Texercise Select: A program to promote healthy aging
There are well-documented benefits—physical, mental and cognitive—of regular physical activity. While there is debate about the specific effects of different types and amounts of physical activity at each life stage, staying active is widely agreed to be a major part of healthy aging. Despite the benefits of physical activity at any age, older adults are among the least physically active age group.
In recent years, there have been many evidence-based programs aimed at increasing physical activity among older adults, but some of these efforts have had trouble being scaled up and sustained, possibly because of their origins in highly controlled research studies. This is not the case for Texercise Select, Texas Health and Human Services’ 12-week group program designed to promote healthy lifestyle activities.
A new study led by Regents and Distinguished Professor Marcia Ory, PhD, of the Texas A&M School of Public Health, analyzed the effects of Texercise Select on healthy behaviors in older adults in Texas. This study, published in the International Journal of Environmental Research and Public Health, builds on an earlier study that showed Texercise Select having significant positive health and functioning impacts. Ory was joined by Samuel Towne, PhD, Matthew Smith, PhD, and others affiliated with the Center for Population Health and Aging in conducting a more rigorous study looking into the program’s benefits. Their hypotheses were that the Texercise Select would significantly benefit program participants and that the initial effects would be sustained over time.
Ory and her colleagues analyzed data from 430 study participants, of whom 163 participated in Texercise Select (intervention group) and 267 did not (comparison group). The team used pre-tests and post-tests to collect data at baseline and again at three-month and six-month follow-ups.
Unlike other health promotion programs that are conducted in clinical settings, Texercise Select takes place in senior centers, education facilities and other community settings where older adults are likely to congregate. The locations offering Texercise Select recruited participants for the study.
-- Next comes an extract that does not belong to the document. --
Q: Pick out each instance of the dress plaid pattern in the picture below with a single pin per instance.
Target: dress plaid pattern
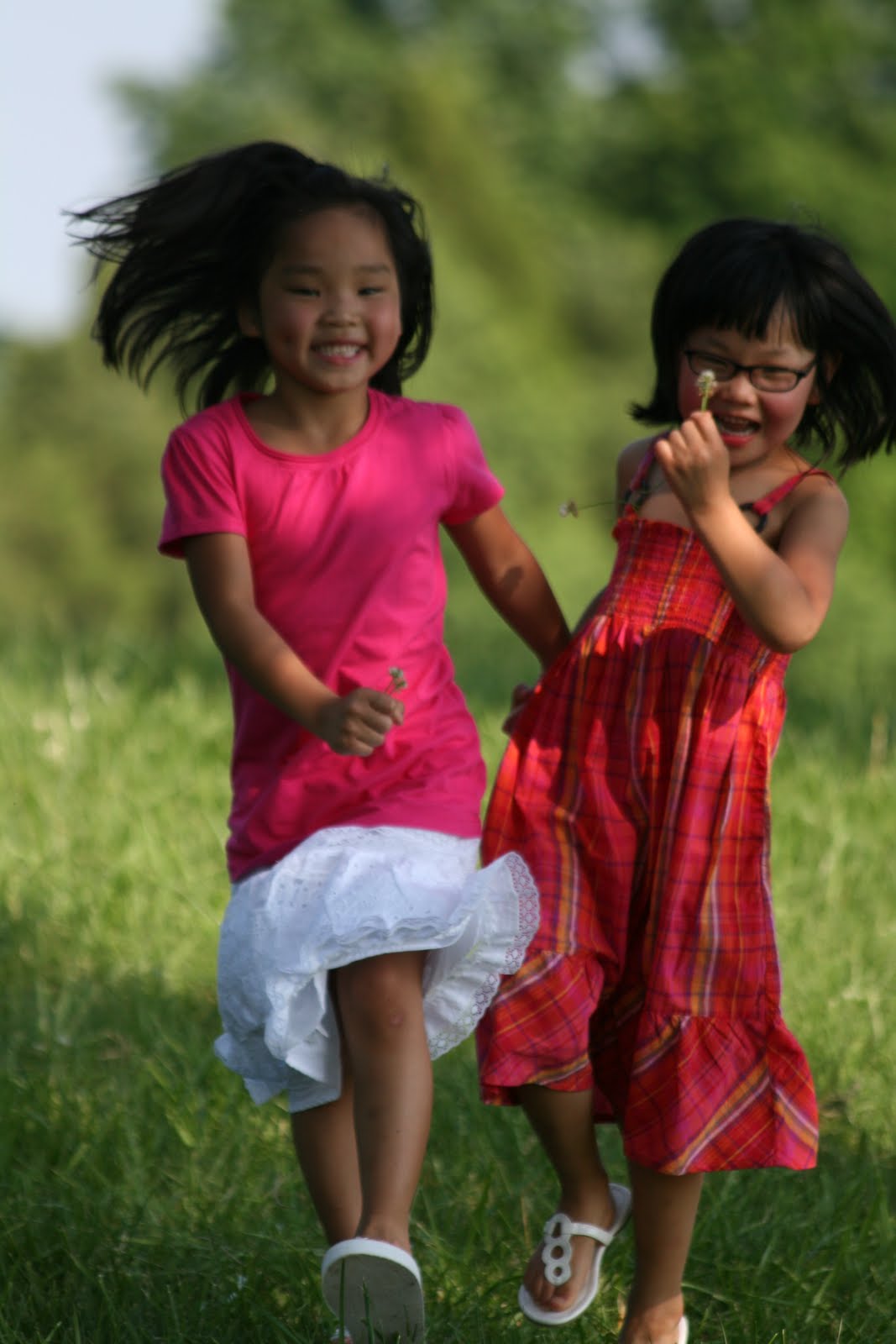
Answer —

The researchers examined the number of days and minutes per day that study participants said they were physically active and their exercise intensity (light, moderate or vigorous). They also looked at self-efficacy behaviors like setting exercise goals, exercising safely and identifying activities to perform and places to be physically active. Social support for planning and carrying out exercise goals was also studied.
Although Texercise Select is designed for individuals 45 years and older, the mean age of participants was 74 years of age, which reflects this study’s focus on older adults. The group participating in the program showed significant improvements in physical activity levels, self-efficacy and social support three months and six months from baseline compared to people in the comparison group who did not take part in Texercise Select.
This supports the researchers’ hypotheses and is consistent with the findings of other successful programs aimed at promoting healthy behaviors among older adults. Additionally, Texercise Select participants showed a decrease in sedentary behavior, which is a common risk factor for many chronic health problems. The social support and self-efficacy findings also indicate that Texercise Select encourages participants to be more active in managing their health. Future research looking at larger and more diverse populations and using objective physical activity assessments will help give a more generalizable view of the program’s effects.
“The findings from this study point to Texercise Select having a positive impact on health behaviors and show that older adults are interested in taking a more active role in their health,” Ory said. “With its links to state government, Texercise Select has great potential to scale larger and be sustainable in the long term.”